Federated Learning (FL) is a Machine Learning (ML) paradigm introduced by Google in 2016, in which many clients (e.g., mobile devices or multiple organizations) collaboratively train a model under the orchestration of a central server (e.g., a service provider), while maintaining decentralized training data at all times. It embodies the principles of focused collection, data minimization, and can mitigate many of the systemic privacy risks and costs resulting from traditional, centralized ML.
Although privacy-preserving data analytics has been studied for more than 50 years, it is only in the last decade that large-scale solutions have been deployed. For example, cross-device FL and federated data analytics are now being applied in consumer digital products. Google uses federated learning extensively in the Gboard mobile keyboard, as well as in Pixel phone features and Android Messages. While Google has been a pioneer in applying FL across devices, interest in this environment is now much broader, and other companies are already applying it: Apple has been using cross-device FL since iOS 13, for apps such as the QuickType keyboard and the “Hey Siri” voice classifier; doc.ai is developing cross-device FL solutions for medical research; and Snips has explored cross-device FL for keyword detection.

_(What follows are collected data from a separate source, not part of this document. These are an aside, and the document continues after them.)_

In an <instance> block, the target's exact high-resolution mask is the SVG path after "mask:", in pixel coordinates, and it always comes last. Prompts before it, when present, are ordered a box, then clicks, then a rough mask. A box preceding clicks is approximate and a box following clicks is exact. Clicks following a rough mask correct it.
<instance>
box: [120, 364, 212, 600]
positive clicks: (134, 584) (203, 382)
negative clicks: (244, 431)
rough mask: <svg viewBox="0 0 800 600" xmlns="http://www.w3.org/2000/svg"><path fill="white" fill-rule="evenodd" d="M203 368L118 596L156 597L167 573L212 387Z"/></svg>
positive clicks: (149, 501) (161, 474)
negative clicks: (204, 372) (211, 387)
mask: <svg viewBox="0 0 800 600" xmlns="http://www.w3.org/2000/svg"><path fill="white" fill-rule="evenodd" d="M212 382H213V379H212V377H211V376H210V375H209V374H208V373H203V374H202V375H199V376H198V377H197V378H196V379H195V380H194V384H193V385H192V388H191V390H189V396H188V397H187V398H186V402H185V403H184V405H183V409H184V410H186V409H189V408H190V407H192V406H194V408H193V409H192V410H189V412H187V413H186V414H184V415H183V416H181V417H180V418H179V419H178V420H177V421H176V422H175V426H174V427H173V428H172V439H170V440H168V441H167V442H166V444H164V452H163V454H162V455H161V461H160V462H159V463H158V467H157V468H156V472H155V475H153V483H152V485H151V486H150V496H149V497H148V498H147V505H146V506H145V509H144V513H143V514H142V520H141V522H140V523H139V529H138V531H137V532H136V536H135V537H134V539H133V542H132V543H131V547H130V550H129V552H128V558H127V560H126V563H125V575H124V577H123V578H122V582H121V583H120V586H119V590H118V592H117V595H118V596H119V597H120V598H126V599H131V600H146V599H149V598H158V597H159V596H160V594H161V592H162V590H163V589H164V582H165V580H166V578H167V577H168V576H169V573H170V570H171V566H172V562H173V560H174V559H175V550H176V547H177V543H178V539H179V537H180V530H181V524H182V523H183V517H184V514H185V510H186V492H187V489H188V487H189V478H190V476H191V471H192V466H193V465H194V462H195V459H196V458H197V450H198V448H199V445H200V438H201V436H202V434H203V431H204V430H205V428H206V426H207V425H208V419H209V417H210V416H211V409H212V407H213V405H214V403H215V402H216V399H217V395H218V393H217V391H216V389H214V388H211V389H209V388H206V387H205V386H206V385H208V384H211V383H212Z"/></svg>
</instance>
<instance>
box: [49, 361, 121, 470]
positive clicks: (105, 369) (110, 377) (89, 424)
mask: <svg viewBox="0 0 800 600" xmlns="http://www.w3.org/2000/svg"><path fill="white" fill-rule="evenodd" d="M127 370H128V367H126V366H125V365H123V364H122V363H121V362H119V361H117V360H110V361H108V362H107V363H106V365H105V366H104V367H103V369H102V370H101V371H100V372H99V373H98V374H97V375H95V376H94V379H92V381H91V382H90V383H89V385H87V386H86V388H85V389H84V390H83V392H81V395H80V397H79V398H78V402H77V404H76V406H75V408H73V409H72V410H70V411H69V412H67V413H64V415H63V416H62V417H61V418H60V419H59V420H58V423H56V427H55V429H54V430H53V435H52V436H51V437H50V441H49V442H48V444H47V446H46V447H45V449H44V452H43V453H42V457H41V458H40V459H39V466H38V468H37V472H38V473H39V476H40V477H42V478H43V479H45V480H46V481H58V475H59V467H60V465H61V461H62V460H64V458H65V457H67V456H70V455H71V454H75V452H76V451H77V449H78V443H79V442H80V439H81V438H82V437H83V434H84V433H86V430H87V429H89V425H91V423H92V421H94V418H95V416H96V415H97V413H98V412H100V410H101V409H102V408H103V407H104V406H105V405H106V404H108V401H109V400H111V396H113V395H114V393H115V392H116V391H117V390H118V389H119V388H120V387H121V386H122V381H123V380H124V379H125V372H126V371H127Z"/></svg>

Although the term FL was initially introduced with an emphasis on mobile and edge device applications, there has been much increased interest in applying FL to other applications, including some that might involve only a small number of relatively reliable clients, e.g., multiple organizations collaborating to train a model. These two FL scenarios are referred to as “cross-device” and “cross-silo” respectively. There are multiple areas where FL has been considered for application in cross-silo scenarios. Examples include financial risk prediction for reinsurance, pharmaceutical product discovery, electronic health record mining, medical data segmentation, smart manufacturing or other applications directly related to Smart Cities transportation systems (improved vehicle-to-vehicle communications, electric vehicles and autonomous vehicles).
There is also a division of the LF according to the existing separation in the data to be worked with. The most common case, applicable to mobile devices, is that of horizontal (or homogeneous) FL. In this case, it refers to horizontal data, i.e. data containing the same features for each individual. On the opposite side is the vertical (or heterogeneous) FL in which two datasets contain the same samples, but with different properties. For example, the bank and the supermarket may contain different data for the same customer. The latter type of FL is more complex, but it is also applicable and particularly useful for Smart Cities scenarios where citizens are users of multiple services.